This list leaves out other ongoing trends such as major
holders of magazines, newspapers and radio and television
stations divesting themselves of underperformers as their stock
holders become increasingly impatient. It appears that
publishers and media companies have acknowledged that the
online train is leaving the station for good. But knowing this
and being willing or able to do something about it are not
necessarily the same thing.
How to invest in markets that grew up without major assists
from existing publishers is a quandary for many established
companies. Buying from traditional institutional libraries has
moved from being a USD 25 billion market segment at its peak to
a USD 16 billion segment today, according to
Product
News Network's Publisher Paul Gerbino at the ASIDIC
meeting. This was a factor in PNN parent Thomas Publishing's
decision to terminate the publishing of the venerable print
edition of its product directories popular with libraries -
even though the print directories were still a profitable
product line. The time had come to invest in the present and
the future of markets that were moving away rapidly from their
traditional business model - before they disappeared into the
hands of new competitors altogether.
Strong publishers may have the wherewithal to invest in such
changes, but a few key factors argue against them in the long
run:
- Pushing the value of content over context. Most
publishers are still focused on the traditional editorial
process which assumes that high-quality editorial content
developed in-house will attract the lion's share of client
investment in content, be it through ads, subscriptions or
purchases. But a new world of content driven by search
engines, users and enterprise applications placing editorial
in its most valuable context is stripping away the economic
foundations of that fundamental assumption. Few publishers
have prepared their strategies to succeed in this new
environment fully for the long haul - leaving fertile ground
for new players who choose their own slice of profitable turf
in
The New Aggregation. For probably not the last time -
it's really, really, really not about
distribution any more.
- Competing with private capital. Small investments
in new publishing companies are paying off big for many
private investors, including self-funding pioneers equipped
with Web 2.0 technologies, draining off capital that would
otherwise find itself attracted to established players.

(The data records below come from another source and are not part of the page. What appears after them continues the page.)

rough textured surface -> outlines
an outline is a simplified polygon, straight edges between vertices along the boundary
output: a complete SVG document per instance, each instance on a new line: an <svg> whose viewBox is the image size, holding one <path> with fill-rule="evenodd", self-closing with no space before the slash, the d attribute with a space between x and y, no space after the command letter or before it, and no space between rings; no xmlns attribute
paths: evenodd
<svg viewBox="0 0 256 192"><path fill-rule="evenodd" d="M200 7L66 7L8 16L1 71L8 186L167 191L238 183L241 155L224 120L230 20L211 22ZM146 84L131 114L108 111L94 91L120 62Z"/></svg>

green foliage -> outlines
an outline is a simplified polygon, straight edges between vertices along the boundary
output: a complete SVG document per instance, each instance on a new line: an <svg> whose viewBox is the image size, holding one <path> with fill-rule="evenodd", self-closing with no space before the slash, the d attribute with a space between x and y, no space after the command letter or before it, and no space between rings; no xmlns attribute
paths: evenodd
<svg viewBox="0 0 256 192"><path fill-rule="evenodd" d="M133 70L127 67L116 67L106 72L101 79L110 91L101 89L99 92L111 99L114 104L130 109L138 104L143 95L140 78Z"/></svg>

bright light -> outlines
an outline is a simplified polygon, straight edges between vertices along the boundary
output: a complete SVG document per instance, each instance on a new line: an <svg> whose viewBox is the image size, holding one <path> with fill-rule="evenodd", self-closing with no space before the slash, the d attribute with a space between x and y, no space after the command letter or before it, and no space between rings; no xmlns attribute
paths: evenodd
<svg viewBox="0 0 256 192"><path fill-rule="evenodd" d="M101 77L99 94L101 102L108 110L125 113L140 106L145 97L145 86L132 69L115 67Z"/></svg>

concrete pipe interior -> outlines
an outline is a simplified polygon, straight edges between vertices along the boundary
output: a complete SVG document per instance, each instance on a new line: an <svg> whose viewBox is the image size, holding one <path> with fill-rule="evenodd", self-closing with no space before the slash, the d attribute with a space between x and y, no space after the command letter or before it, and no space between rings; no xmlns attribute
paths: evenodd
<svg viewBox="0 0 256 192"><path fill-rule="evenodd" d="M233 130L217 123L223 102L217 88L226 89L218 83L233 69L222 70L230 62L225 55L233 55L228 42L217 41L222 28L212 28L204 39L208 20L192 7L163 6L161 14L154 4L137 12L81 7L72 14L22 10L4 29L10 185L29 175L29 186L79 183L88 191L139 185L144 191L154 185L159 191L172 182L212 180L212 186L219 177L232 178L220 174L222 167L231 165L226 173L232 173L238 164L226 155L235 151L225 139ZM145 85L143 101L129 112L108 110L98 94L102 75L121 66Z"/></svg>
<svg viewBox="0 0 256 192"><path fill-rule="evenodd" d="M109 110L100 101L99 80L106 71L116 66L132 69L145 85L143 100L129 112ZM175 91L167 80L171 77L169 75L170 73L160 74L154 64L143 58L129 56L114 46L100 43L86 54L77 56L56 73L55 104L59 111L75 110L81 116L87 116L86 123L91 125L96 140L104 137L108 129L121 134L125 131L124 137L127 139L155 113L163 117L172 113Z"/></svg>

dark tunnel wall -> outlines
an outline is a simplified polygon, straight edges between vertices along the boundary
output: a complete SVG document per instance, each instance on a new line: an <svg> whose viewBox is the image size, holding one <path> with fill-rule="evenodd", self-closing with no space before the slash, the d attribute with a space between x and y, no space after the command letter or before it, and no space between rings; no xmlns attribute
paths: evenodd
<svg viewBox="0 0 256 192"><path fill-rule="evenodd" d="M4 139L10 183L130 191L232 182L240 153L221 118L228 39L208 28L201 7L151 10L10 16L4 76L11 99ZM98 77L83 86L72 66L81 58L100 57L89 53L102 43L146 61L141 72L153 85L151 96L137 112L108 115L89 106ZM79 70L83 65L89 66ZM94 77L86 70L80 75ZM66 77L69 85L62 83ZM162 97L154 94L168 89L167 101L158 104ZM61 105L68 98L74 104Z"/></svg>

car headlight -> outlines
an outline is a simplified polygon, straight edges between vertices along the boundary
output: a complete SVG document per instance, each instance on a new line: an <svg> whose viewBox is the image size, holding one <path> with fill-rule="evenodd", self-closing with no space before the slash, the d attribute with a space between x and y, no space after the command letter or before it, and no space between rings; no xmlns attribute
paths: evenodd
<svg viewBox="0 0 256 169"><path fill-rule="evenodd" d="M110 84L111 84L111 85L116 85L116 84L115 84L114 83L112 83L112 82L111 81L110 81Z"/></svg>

Public companies constrained by earnings commitments to
shareholders are loath to change their own investment
formulas - in spite of companies such as Google having a much
higher portion of their revenues invested in innovation. When
their investors are short-term thinkers, publishers that need
to invest for the long term suffer in a fast-moving
marketplace
- Minding the (generation) gap. It's no secret that
the temples at publishing industry conferences are greyer
than ever these days. A generation raised on the acme of mass
media's influence is at the helm of content companies whose
outlook is fundamentally at odds with a future in the hands
of digital
natives. There's plenty of wisdom and insight coming from
the senior management of many publishing companies but when
you look
Craigslist's Jim Buckmaster getting itchy unless he can
do a little coding each day it's far from clear how today's
leaders in publishing are going to be able to build up staff
close enough to their products and their clients to have a
comfortable spot at the table of online publishing.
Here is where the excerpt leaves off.